It is safe to call French onion soup a national treasure, as it has become increasingly popular all over the world, becoming somewhat of a trademark of France. It is quite a delicious dish, there’s no doubt about it. However, when the way of preparing this soup is taken into consideration, one must wonder just how healthy this soup really is and is its calorie level just too high to have it considered a healthy dish?
The overview of the French onion soup ingredients
The key ingredients of this soup are obviously onions, which are supposed to be caramelized. One may argue that this is the best thing to ever do with the onions, for they are as appetizing as they can be. And the combination of these caramelized onions and beef stock makes for a truly mouth-watering dish. The final ingredient of the soup gives it a very unique touch, and it is the French toast with melted Swiss cheese over it that’s put on top of the soup. This is a soup that’s very rich in both the texture and the flavor.
And just in case that some vegetarians are worried about being deprived of this marvelous dish, they really needn’t be. The beef stock can very easily be substituted with a vegetable one and it won’t make the soup loose none of its charm.

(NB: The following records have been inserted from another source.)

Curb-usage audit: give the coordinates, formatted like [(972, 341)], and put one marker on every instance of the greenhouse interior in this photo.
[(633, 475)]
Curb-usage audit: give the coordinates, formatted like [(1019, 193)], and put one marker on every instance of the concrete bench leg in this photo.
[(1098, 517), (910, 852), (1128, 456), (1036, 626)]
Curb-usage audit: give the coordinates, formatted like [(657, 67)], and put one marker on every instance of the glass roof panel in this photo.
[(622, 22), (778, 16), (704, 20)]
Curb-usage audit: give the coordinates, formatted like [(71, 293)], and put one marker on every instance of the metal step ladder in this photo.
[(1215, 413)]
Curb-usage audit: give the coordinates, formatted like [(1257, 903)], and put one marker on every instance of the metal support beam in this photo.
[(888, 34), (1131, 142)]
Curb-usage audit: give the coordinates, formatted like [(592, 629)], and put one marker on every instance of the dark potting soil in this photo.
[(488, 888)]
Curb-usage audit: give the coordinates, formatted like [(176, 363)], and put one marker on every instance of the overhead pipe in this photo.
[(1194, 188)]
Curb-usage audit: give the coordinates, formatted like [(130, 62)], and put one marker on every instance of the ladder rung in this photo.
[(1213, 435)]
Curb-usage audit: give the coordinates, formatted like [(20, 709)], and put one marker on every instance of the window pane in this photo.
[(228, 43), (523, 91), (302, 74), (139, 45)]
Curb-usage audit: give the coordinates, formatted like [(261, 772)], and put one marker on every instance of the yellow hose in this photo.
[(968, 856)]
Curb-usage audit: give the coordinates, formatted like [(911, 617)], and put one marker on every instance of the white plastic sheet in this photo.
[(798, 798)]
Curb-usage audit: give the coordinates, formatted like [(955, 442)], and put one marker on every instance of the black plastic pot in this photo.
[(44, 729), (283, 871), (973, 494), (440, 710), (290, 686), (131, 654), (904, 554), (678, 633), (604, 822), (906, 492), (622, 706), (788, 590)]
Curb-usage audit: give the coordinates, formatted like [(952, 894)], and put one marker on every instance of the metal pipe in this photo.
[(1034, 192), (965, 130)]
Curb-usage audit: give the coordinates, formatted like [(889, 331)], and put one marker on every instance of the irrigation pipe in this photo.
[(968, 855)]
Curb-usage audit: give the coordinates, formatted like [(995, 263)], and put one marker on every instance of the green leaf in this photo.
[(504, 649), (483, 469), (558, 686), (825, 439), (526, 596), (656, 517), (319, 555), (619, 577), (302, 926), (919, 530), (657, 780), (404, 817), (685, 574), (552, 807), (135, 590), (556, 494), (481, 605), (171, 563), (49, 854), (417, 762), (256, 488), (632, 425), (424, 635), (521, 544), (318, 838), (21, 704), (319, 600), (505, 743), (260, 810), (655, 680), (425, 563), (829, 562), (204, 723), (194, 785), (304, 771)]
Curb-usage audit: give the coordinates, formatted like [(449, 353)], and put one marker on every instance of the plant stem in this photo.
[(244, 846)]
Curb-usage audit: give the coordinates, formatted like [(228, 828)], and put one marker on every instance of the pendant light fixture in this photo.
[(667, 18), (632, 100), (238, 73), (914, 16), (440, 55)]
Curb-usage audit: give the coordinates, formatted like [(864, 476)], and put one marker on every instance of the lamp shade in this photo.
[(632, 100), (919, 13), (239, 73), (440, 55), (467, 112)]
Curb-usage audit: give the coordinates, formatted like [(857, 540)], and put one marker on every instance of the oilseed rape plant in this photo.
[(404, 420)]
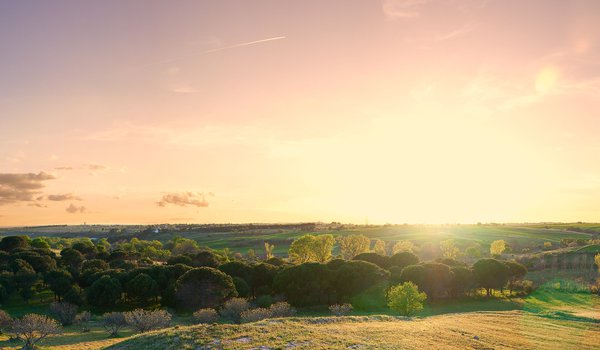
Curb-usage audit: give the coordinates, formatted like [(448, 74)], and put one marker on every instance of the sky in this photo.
[(392, 111)]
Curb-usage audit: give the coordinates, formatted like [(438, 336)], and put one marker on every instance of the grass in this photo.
[(479, 330)]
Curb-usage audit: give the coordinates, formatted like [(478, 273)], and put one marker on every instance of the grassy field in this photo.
[(478, 330), (532, 235)]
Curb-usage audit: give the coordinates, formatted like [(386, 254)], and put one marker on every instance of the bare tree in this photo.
[(5, 320), (113, 322), (33, 328)]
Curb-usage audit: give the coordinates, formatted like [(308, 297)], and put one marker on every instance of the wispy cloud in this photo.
[(183, 199), (22, 187), (73, 209), (245, 44), (403, 8), (62, 197)]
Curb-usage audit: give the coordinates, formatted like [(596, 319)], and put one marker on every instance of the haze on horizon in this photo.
[(419, 111)]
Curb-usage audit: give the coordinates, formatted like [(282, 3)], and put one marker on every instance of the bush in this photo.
[(340, 310), (406, 299), (113, 322), (254, 315), (233, 309), (145, 320), (32, 328), (5, 320), (282, 309), (64, 312), (206, 316), (264, 301), (82, 320)]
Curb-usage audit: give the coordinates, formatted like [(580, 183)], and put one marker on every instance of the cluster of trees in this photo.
[(140, 273)]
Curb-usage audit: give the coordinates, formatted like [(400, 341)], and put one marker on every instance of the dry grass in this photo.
[(477, 330)]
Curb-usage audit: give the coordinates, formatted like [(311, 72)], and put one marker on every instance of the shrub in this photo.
[(206, 316), (282, 309), (264, 301), (340, 310), (145, 320), (82, 319), (32, 328), (5, 320), (233, 309), (255, 315), (64, 312), (406, 299), (113, 322)]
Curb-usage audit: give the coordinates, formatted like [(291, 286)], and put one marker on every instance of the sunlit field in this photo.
[(299, 174)]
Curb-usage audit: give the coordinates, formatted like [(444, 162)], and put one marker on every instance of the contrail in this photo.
[(245, 44), (212, 50)]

The calories and the overall nutrition of French onion soup
The amount of calories that a French onion soup will contain mostly depends on the way it’s prepared. The kind of French onion soup that contains the most calories is the kind is the homemade kind of French onion soup.
However, for those are trying to watch their weight, they should know that many of the calories will be taken away from the soup if only the Swiss cheese is taken out of the recipe, as it is the ingredient with the most calories and it isn’t the essential ingredient of the soup. There is also an option of buying the soup in a supermarket where it’s stored in the can. Its calorie level is pretty moderate.
However, the calorie level is not the only thing to pay attention to when considering which way is best to consume this soup. Another issue, that might just be more important, is the general health of the soup, take canned French onion soup for example.
While it sounds like the most suitable option calorie-wise, where there is even no need to give up any of the ingredients, health-wise the canned version of the soup is the worst possible option as it contains high levels of cholesterol and sodium, which are both extremely unhealthy. In this case, the situation is reversed and homemade French onion soup is the better solution as its ingredients can be controlled that way.